Where Do I Go From Here?

I think I'm stuck. I'm at a point in my life where I don't want to be and that window to escape has more or less closed. I haven't made the decisions that have led me here. These decisions have been made for me or more like I've been compelled to make certain choices to appease people in my family and my circle. I know this sounds like I'm blaming others for everything that is wrong in my life. I'll be honest, this is partly what I'm doing. But sometimes others are to blame for your condition, right? It cannot be all your fault all the time.

I have wasted 8 years of my life, doing things I did not want to do and being made miserable about the things that I did on my own. I've been made to feel miserable about the choices that I've made that were not in accordance with societal acceptance, as if they were a sin. From decisions of taking a job at a startup to buying a bike for myself, I was constantly told that I have wasted a lot of my parents' money and this decision that I took was not the right one to make. There is a lot of pent up emotion around these issues. I feel reluctant to allow these societal elements dictate my choices but it is hard not to listen to them when the people you care about the most, your parents, listen to them.

No matter how independent we think we are, our decisions are always influenced and biased. It's the people who influence these decisions that matter. And the biggest influence is parents. Parents feel like that they have this responsibility of deciding what is good for their child and what is not. And it right for them to think so but till what extent should we extend this liberty of parents to make these decisions?

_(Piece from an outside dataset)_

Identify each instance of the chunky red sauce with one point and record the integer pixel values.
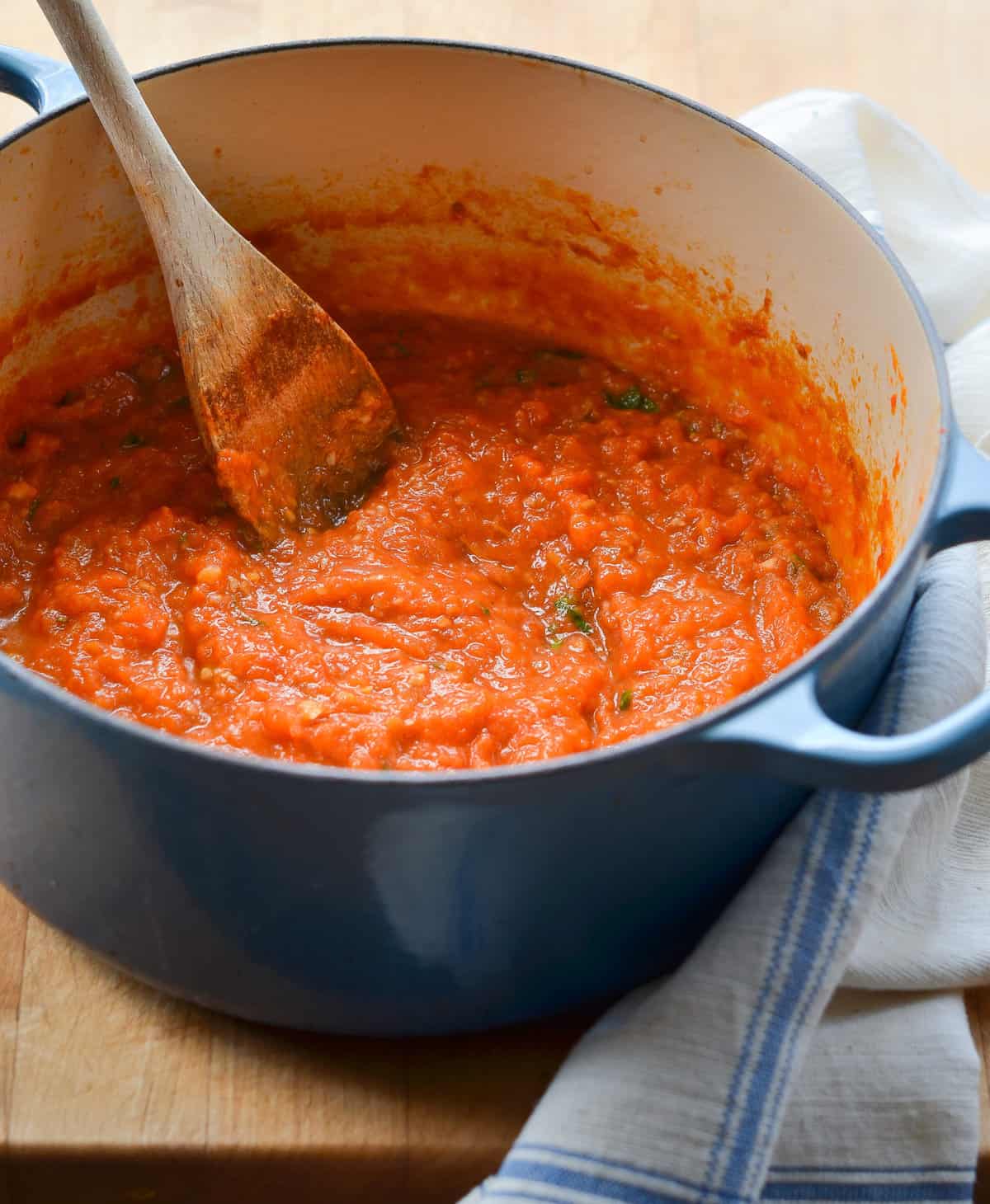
(558, 557)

I believe that it is a generational thing. My generation has seen the onset of individualism, something that might not have been prevalent during our parents' generation. Parents want their kids to do good in life but they want them to do it the way they approve of and god forbid if you try to do something else. So we are brought up in a manner that we have to be complacent to our parents and to all elders around us. Our generation has a broader perspective about a myriad of topics and we have realised that we are capable of making our own decisions, whether good or bad. And this decision making ability gives us a sense of freedom, a sense of our own self and probably a purpose along with it. Our parents have a hard time accepting this fact and adjusting to this reality, probably because parents see themselves acting as a safety net for us. It's high time that they realised that we need to face some problems and derive solutions from them on our own.

Our generation is having a hard time adjusting to this whole adulting business because we were never raised to be adults. We were always raised to be our parents' children, always complacent. This is why many of us, or at least I, struggle with having a serious adult discussion with our parents. These discussions range from contributing to family earning to opening up about the stress in our lives or just a simple "How are you?" in context to what is happening in our lives. We are being stopped from participating in things like these because these are things that adults do and we are simply children. 20-something, old enough to drink and to choose the government and to do a lot of other stuff, children.

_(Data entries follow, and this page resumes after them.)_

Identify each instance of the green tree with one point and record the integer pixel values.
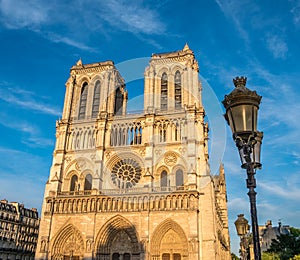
(287, 246)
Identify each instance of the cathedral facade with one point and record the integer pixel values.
(134, 186)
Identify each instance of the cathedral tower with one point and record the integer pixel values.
(134, 186)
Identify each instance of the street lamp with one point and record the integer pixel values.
(242, 228)
(241, 107)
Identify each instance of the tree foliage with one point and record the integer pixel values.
(286, 245)
(234, 257)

Take a reality check, how many of us know how to do our own laundry, pay the electricity bill, do the taxes, apply for an education loan or, in some cases, even cook a decent meal for ourselves. In most cases, it isn't until you move out and get acquainted with these facts. Our parents are extremely loving and giving and this is the exact same thing that has spoilt them and us.

When is the last time you remember making an important decision for yourself, by yourself? One that would impact your life, say 10 years down the line. Like choosing what you wanted to do after 10th or 12th standard? Which college you wanted to go to? Which job or career you wanted to take up?

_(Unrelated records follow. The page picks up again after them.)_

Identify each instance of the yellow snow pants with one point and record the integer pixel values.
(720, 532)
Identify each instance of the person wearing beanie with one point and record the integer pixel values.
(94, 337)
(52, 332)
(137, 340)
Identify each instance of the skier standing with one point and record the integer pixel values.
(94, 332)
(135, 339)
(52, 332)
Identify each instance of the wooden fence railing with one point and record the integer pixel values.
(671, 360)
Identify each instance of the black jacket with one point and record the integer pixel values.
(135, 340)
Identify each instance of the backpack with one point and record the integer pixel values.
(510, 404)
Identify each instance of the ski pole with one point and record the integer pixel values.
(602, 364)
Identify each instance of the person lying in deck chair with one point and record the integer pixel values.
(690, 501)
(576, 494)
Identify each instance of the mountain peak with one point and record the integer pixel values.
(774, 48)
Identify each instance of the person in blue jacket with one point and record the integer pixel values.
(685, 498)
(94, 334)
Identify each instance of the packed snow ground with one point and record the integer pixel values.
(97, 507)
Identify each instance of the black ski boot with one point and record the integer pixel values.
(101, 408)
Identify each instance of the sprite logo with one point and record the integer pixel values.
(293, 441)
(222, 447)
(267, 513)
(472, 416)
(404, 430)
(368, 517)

This is the same situation that I don't want to end up in. I don't want to look back at my life and see that these were not the things I wanted to do but still had to do them because my neighbours and relatives convinced my parents that this was the only way they would be able to be proud of me.

I am also to share the blame for the situation that I am in. I am not at all assertive (don't confuse that with not being confident) and that has affected my ability to convince my parents that I know what I am doing with my life. A lot has happened with me over the course of the past 10 years and I regret that I didn't have the assertiveness to tell my parents that I had already chosen a path for myself. I know this is a cowardly move writing about it here. My friend once told me that I was not confident enough to talk to people about real issues and that I was scared, which is why I blog about such personal issues. But right now I feel like it is the only way left to at least voice what I have to say.

From the decision to buying a post-paid SIM card to choosing a stream after 10th standard to choosing a college till deciding to do an MBA, my parents have made them for me or asked me to consult someone who would guide me with I should do in life because I clearly had no idea about what I was doing with my life and ironically enough, this too was decided by my parents for me.

Of course, I don't want to sound like I hate my parents. I love my parents but I completely hate the idea of them deciding what I should do in life and that too at a stage when I am completely capable of making these instrumental decisions for myself.